Created attachment 134710 [details] updated patch This patch is a backport of this one from upstream: http://lkml.org/lkml/2004/9/19/9 It looks rather innocuous, but we'll need to make a determination if it meets the criticality threshold for 3.9.
This request was evaluated by Red Hat Product Management for inclusion in a Red Hat Enterprise Linux maintenance release. Product Management has requested further review of this request by Red Hat Engineering, for potential inclusion in a Red Hat Enterprise Linux Update release for currently deployed products. This request is not yet committed for inclusion in an Update release.
From what I can tell, nr_dentry isn't actually used for anything in the VM, so the fact that it goes negative shouldnt have any impact on the box. It just means that the nr_dentry counter is off when you look at it in /proc. The patch is probably pretty harmless, but the fix seems to be cosmetic.
Closing based on last comment.
As an aside: The issue in Bug #117561 is purely cosmetic; nr_dentry is only set, never read (except in /proc output) in the kernel. Bug #117400 is more worrisome since the vm makes decisions based on that number.

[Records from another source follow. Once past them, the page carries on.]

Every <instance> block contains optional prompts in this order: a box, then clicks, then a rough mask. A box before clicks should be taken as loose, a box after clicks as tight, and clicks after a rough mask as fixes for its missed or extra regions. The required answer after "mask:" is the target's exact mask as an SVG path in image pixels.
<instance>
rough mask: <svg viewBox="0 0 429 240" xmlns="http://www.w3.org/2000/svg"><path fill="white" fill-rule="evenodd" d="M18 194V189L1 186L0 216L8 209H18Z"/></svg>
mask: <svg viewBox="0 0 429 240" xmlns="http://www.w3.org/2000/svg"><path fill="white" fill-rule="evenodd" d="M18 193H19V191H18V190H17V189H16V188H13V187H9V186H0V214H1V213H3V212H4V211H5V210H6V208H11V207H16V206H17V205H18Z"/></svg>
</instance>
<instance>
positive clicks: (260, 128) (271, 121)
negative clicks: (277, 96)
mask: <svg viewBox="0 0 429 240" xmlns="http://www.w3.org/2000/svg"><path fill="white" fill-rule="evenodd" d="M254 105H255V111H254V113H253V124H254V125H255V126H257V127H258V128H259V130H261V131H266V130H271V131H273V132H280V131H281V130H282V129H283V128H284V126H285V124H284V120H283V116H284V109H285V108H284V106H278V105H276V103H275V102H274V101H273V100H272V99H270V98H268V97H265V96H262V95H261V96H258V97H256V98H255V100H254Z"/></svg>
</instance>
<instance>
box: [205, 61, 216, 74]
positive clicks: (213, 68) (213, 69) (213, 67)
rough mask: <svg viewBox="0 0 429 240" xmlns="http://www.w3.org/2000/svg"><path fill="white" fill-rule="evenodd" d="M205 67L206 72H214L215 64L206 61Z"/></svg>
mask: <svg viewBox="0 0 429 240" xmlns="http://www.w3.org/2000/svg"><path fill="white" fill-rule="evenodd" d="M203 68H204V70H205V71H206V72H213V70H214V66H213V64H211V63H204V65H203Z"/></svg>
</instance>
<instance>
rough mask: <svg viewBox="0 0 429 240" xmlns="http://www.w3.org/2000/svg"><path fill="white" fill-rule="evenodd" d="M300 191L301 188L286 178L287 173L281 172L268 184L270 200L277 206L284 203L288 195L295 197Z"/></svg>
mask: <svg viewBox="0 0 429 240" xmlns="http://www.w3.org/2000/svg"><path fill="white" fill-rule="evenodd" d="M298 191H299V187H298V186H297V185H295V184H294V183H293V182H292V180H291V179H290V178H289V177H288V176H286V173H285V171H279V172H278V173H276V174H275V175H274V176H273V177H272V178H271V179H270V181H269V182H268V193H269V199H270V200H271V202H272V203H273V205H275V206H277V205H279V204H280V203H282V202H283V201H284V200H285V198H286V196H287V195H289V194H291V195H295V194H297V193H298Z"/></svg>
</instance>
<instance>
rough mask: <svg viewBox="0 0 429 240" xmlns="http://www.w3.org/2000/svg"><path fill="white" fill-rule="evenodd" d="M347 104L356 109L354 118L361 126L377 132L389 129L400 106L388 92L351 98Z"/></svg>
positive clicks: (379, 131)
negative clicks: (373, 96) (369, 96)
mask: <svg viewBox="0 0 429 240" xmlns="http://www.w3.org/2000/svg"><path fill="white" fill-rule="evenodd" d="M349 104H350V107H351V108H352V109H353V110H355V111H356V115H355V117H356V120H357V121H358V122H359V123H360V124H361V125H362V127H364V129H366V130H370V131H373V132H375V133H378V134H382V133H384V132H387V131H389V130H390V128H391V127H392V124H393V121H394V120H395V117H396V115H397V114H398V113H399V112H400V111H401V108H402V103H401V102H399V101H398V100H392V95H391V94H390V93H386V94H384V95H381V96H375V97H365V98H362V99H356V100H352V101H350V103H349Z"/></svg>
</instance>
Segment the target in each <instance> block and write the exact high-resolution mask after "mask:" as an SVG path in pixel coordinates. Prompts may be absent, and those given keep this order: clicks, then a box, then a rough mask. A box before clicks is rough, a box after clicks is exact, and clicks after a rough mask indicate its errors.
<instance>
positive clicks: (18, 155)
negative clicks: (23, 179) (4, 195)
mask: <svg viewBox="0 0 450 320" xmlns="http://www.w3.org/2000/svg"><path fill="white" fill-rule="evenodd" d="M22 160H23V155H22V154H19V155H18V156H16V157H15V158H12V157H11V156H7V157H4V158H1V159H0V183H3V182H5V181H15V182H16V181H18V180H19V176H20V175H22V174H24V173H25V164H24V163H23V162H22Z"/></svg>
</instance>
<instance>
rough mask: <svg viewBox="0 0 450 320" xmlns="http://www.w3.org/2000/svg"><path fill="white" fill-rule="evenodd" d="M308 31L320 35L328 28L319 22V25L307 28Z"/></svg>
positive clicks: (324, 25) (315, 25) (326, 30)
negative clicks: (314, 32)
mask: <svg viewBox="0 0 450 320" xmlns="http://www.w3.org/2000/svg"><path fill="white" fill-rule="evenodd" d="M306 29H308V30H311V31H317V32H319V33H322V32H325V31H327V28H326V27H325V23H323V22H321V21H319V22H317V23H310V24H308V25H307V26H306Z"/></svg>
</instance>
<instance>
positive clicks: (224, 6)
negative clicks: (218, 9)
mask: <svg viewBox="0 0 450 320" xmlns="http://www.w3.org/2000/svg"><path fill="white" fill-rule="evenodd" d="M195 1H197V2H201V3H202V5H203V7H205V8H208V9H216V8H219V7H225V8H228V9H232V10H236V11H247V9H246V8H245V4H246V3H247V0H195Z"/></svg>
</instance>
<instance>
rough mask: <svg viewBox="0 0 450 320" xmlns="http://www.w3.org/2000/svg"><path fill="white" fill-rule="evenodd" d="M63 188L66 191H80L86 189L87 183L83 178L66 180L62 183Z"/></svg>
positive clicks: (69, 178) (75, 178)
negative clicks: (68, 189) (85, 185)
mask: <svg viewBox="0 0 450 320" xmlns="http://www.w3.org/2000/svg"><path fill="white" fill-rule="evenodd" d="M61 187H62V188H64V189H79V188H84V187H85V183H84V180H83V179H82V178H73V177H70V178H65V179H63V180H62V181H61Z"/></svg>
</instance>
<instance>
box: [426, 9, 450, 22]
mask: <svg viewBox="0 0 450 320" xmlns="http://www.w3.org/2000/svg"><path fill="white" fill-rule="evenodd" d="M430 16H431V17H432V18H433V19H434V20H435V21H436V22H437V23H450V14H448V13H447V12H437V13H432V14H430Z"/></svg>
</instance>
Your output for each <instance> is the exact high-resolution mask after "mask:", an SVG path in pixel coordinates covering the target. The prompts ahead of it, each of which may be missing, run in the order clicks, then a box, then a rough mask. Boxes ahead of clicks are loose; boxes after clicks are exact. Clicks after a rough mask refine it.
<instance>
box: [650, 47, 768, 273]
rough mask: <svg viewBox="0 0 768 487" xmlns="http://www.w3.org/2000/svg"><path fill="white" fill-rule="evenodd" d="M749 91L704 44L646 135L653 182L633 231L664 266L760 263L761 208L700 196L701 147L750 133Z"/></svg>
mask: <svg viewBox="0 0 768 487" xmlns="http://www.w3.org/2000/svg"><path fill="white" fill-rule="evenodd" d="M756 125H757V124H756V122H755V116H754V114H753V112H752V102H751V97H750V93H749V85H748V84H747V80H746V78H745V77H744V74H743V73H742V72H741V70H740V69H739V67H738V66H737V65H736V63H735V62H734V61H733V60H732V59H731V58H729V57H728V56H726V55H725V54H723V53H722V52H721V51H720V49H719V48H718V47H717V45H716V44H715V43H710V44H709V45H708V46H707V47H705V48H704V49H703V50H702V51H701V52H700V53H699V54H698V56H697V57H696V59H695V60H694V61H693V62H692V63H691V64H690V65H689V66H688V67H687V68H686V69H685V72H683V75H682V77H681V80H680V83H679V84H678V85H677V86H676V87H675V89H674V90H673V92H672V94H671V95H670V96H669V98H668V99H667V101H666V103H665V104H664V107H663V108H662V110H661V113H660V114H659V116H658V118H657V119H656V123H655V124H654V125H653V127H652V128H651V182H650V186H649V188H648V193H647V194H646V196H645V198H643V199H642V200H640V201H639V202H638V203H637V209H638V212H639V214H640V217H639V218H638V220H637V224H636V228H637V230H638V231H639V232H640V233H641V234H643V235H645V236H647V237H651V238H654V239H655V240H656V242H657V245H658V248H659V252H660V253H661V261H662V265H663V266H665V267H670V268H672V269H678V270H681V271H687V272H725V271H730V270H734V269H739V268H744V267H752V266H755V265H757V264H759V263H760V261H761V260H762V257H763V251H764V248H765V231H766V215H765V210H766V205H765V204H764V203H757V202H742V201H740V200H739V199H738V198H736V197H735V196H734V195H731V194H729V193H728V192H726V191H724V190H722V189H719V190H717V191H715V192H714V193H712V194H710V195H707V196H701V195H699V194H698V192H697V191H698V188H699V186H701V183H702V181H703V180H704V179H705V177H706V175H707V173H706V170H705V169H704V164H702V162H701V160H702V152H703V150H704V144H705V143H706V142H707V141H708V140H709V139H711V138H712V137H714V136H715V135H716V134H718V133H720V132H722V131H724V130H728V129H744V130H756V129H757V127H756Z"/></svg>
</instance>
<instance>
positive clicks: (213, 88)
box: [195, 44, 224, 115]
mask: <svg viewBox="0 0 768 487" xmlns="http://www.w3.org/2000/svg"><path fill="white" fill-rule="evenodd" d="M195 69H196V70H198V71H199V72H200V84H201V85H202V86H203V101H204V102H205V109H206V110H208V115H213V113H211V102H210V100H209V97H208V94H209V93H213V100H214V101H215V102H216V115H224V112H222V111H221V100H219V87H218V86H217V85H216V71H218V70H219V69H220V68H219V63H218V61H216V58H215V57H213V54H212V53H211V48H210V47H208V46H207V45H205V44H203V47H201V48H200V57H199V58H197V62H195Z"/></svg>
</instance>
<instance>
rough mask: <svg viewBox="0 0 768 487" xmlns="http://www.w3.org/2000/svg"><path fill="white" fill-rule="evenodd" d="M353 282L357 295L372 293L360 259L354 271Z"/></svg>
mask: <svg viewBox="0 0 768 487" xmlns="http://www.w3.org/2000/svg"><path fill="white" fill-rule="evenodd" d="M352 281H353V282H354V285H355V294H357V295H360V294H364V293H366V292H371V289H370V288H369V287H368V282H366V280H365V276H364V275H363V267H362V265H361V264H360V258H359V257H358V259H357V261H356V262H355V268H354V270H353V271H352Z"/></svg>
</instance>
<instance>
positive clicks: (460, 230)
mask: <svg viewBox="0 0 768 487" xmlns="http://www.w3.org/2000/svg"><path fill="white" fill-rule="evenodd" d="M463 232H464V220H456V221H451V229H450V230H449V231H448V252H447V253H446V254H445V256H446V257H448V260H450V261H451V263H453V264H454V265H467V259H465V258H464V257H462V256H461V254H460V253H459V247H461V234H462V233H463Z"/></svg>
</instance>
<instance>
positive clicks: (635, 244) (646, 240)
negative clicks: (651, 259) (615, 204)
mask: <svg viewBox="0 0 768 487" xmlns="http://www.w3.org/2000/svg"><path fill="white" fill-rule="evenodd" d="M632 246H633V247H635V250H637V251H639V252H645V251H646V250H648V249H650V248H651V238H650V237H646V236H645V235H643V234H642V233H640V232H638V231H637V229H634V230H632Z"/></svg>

*sigh* firefox tabs strike again, comment hit the wrong bug.
Created attachment 146939 [details] possible debug patch for nr_unused race Also as an aside... The problem in 117400 we think is likely that something is calling dget_locked without holding the dcache_lock. This patch is a possible way to check for this, though it won't tell you if someone else is holding the dcache_lock when this task calls it. Still it might be a good way to track down how it is occurring.